Simon Shebersky from SPINDL described how the community of Torbay, over a 10 year period, took the kinds of ideas described above and wove them into a community system of mutual care for the whole community. These changes have had a very positive impact on mental and physical health, social connection, costs for social and health care. This work has been led from within the voluntary sector and has helped transform the relationship between the voluntary and statutory sectors.

After listening to these different presentations we worked together to think about the wider ecology for Neighbourhood Care. We identified many other examples of helpful innovations and together generated this graphic:

There is much to build upon. Or better, there are many seeds to be planted. But we also need to see the bigger picture and start to have the confidence to reshape things so that care grows naturally across all our communities.

Growing neighbourhoods of care

We must start our efforts to grow neighbourhoods of care by recognising some important facts:

This graphic offers a generative framework to begin our learning:

This is only a starting point, but perhaps there are two useful analogies or metaphors we can apply as we try to grow neighbourhoods of care:

A. Think ecologically

If you love gardening you may recognise the truth of these statements:

  1. The soil is where the goodness is - Neighbourhoods are like the topsoil out of which everything good grows. The quality of the soil is damaged by pesticides, too many fertilisers, too much digging, too little diversity.

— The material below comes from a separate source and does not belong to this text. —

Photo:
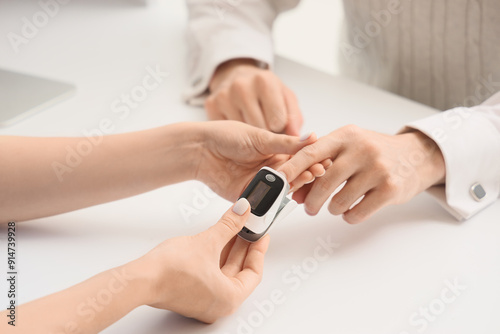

We have to respect the potential that is in every neighbourhood and encourage many different things to flourish.
  2. Every garden is different - There is no perfect garden, no one model. Instead we want to visit gardens because they are all different, always changing and always inspiring us with possibilities for our own garden.
  3. Every garden has its own possibilities - Some plants won’t thrive in some gardens, but others will. Pay attention to what is already working in your garden, and try things that you think might suit the soil. Asset Based Community Development is something every good gardener already understands.
  4. A garden is an interconnected system - We make the garden sustainable by moving water, compost, and plants around it. Sustainability comes through the internal relationships that exist in the garden and by an ability to work in harmony with the environment: wind, rain, sun and what lies underneath. It’s the same for neighbourhoods—working with what you have and being able to use what you are given is essential.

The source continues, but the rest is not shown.